When it comes to creating an Olympic brand and logo design (opens in new tab), things don't always go according to plan, as the organisers of the Tokyo 2020 Games found out.
In July 2015, the first official logo for the event was launched, in both static and animated form. Abstract and minimal, this logo, designed by graphic designer Kenjiro Sano, incorporated a 'T' for Tokyo and the red sun of the Japanese flag. But despite the careful stage-managing of the launch, things quickly spiralled out of control.
The following month, Belgian designer Olivier Debie filed a plagiarism lawsuit – which he dropped in January this year, citing prohibitive legal costs – claiming the design copied key elements of a T-shaped logo he created in 2011 for Belgium's Theatre de liege. He even published the two designs side-by-side online to make the similarities clear, and the image was quickly picked up by the global press and shared by audiences around the world.
Japanese officials initially defended the logo against Debie's claims, going so far as to release Sano's original blueprint to the press. But when further plagiarism allegations surfaced, claiming that Sano's initial submission resembled work by German typographer Jan Tschichold, the embarrassment proved too much and the logo was swiftly withdrawn.

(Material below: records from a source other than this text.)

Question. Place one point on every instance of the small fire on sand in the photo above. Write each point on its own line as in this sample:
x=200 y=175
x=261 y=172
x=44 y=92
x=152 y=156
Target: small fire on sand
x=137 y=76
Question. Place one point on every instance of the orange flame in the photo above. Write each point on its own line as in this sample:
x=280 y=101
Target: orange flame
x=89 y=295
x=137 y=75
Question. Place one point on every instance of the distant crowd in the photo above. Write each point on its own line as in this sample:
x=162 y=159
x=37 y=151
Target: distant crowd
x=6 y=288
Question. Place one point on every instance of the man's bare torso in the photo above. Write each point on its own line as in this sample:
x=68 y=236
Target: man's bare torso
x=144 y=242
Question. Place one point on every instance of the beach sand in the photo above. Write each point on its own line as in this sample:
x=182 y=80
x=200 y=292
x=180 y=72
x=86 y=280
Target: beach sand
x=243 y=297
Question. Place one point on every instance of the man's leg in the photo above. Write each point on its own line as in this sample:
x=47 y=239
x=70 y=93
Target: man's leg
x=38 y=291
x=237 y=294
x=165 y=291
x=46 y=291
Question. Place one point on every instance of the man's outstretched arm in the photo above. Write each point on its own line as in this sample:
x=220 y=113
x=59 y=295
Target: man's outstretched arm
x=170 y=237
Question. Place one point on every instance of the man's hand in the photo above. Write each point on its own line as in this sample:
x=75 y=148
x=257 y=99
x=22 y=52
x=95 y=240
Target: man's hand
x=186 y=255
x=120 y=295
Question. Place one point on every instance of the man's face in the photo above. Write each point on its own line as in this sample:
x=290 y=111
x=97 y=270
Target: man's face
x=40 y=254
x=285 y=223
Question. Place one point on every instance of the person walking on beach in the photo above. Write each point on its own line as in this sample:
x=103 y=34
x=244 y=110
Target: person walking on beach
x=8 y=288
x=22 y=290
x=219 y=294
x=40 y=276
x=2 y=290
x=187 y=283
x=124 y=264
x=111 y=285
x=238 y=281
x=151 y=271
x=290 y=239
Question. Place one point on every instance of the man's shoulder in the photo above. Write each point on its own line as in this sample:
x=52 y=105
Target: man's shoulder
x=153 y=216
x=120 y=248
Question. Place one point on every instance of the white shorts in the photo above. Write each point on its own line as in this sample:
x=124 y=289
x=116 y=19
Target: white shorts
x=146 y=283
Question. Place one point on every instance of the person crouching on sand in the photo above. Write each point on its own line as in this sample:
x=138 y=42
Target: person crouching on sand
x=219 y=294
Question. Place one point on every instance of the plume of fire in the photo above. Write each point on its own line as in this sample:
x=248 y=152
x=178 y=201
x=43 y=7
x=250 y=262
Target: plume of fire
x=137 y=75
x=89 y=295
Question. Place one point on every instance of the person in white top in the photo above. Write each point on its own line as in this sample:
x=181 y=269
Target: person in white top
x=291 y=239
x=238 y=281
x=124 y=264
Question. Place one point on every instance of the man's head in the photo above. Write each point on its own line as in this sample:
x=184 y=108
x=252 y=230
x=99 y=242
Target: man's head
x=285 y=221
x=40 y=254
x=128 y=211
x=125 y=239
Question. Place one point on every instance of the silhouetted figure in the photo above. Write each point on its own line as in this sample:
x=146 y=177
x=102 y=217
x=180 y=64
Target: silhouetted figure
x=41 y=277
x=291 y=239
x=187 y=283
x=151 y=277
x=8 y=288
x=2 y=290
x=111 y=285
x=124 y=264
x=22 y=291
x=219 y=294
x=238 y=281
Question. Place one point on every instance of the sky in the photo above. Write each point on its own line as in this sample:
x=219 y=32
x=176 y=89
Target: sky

The organisers then took the unusual step of holding a national design competition to create its replacement, which saw nearly 15,000 submissions. The four finalists were unveiled in april, and the public was invited to vote for their favourite.
And the winner is...
Two weeks later, the winning design (shown here) was announced. The logo was created by Asao Tokolo, a 46-year-old artist who is known for his intricate, mathematical motifs. Entitled the Harmonized chequered emblem, the new, indigo-blue logo features a traditional Japanese pattern known as ichimatsu moyo, which first became popular in the edo period (1603–1867) and is associated with traditional 'Kabuki' theatre.

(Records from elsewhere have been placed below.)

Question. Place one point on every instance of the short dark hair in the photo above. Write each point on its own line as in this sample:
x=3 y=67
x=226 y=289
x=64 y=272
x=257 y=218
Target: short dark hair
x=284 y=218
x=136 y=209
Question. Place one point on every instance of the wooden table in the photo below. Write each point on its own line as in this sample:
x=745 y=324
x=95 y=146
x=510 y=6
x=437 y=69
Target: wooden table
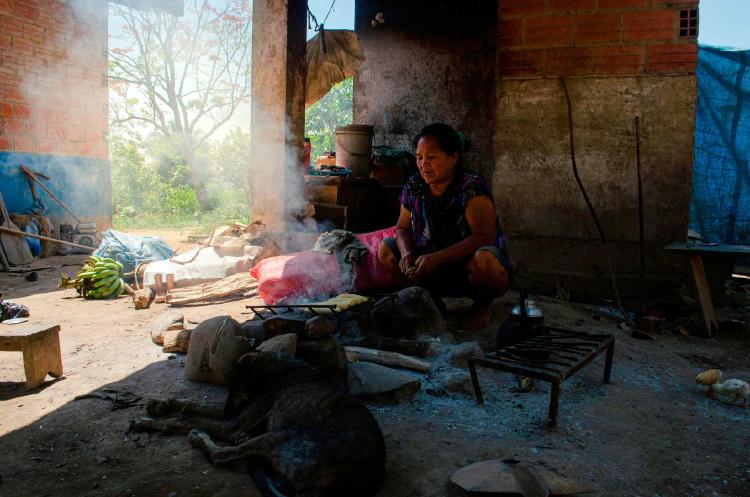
x=553 y=355
x=355 y=204
x=699 y=255
x=40 y=344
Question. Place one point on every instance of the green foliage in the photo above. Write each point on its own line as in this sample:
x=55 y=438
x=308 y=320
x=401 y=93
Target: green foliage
x=151 y=184
x=321 y=118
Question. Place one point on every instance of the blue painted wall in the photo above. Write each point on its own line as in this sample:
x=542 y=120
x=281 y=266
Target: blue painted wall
x=83 y=184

Composed of three varieties of rectangular shapes, the design "represents different countries, cultures and ways of thinking" – according to an official statement.
With the Paris 2024 Olympic committee accused of plagiarising a logo from British consulting agency 4 Global, and Wolff Olins' cartoonish, bright-pink London 2012 olympics logo continuing to attract opprobrium to this day, it seems the path to Olympic branding is rarely an easy one. But however history treats this new Tokyo 2020 logo, at least the host nation can't get angry. After all, they voted for it.